In some of the scenes there were biological remains and footprints that were never identified. Is it an unknown that will persist?
Seven people commit suicide in Leganés and there is an unidentified DNA profile. We have no data.
There has recently been speculation about a possible role for Morocco in the plot… revenge for the Perejil islet episode, for Spain’s dominance in the Mediterranean… Is it believable?
Absolutely not. That this is Morocco’s revenge for the islet of Perejil, I would laugh if we weren’t talking about something so serious. You can’t deny reality with speculation. There is not a single intelligence service in the world, not one, that supports that theory, including the Spanish CNI. What’s more, Morocco actively collaborates to be able to arrest the perpetrators.
What differences do you see between the current modus operandi and the ones you had to judge?

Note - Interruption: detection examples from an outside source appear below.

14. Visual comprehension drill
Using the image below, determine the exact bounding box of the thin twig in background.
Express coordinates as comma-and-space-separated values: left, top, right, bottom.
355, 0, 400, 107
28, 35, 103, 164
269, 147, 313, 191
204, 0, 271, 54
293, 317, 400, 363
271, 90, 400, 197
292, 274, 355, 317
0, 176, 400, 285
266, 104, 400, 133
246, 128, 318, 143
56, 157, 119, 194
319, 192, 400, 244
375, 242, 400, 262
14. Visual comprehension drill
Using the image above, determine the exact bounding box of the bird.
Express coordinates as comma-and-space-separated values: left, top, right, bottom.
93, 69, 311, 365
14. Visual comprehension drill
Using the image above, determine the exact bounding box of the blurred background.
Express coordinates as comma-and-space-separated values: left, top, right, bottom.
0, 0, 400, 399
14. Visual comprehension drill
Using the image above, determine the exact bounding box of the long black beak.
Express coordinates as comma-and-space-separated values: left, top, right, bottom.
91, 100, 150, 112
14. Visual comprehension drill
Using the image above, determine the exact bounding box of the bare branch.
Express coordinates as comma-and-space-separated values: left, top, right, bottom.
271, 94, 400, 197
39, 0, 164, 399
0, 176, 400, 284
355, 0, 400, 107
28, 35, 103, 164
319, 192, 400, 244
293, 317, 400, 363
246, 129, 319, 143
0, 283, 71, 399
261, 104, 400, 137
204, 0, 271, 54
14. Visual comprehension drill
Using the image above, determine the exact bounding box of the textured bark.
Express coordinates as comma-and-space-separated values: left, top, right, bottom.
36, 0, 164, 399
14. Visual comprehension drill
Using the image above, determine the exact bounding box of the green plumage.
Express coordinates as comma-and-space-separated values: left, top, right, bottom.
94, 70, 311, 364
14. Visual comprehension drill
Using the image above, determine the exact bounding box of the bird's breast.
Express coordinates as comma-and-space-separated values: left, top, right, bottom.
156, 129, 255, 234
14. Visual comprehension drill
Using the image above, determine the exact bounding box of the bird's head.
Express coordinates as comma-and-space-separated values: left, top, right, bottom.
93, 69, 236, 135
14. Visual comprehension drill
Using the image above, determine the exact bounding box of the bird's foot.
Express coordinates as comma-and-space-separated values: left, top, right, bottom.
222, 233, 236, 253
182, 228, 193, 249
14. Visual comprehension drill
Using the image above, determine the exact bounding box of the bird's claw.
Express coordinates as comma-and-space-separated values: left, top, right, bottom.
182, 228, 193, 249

At that time we were all with our arms down because we were thinking about ETA. I couldn’t think of such an attack. When the states already arm themselves with legal, police and intelligence mechanisms, which make it very difficult to commit a major attack, the doctrine of the so-called “lone wolf” arises, which is neither a wolf nor a loner, but come on . It is individual terrorism that is very easy to execute.
Although he left the judiciary, how can you pursue that phenomenon that needs so few tools? How can you combat what is sometimes just the intention to do something?
This is a very interesting question from the point of view of lawyers. Because? Because all over the world the reaction is exorbitant. With extreme laws, which are almost the laws of dictatorships. From the Patriot Act in the United States, or in Great Britain… Spain reacted very calmly. Unfortunately, we had ETA and had a much stronger foundation. Self-indoctrination is a very dangerous type of crime, but in Spain there is a court specialized in terrorism, the Audiencia Nacional, which corrects the drifts that could have a loose interpretation of those types of crimes so… so extensive, in the meaning that they cover so many possibilities, so many facts. It is necessary to be very careful in its interpretation.
Do we have enough instruments?
Yes. I don’t think anything else can be done. Consider that the central body of the Criminal Procedure Law dates from 1882. Modern instruments were needed and the 2014 reform regulates it very well, and very consensually. In 2004, you could not put a microphone in the home of a suspected terrorist without warning him first. We were in the calves. You couldn’t do ambient recordings either, with directional microphones. There were a number of important legal loopholes.
Why did he leave the judiciary?
For many things. There came a time when, for various reasons, I thought I was dead, that I would never progress in my career, I could not reach the Supreme. I asked for a way out. With the invaluable understanding of President Rajoy and Rafael Hernando, my friend, and other members of what was then the ruling party, I was sent to Paris as a liaison judge. While in France, a close friend, also a surplus magistrate, suggested that I go to law. I did not want to return to the judicial career and decided to change my mind for a season. Six years ago.
Go back to?
I do not know. To me, to feel like it… I feel like it. But it’s downright complicated. We’ll see.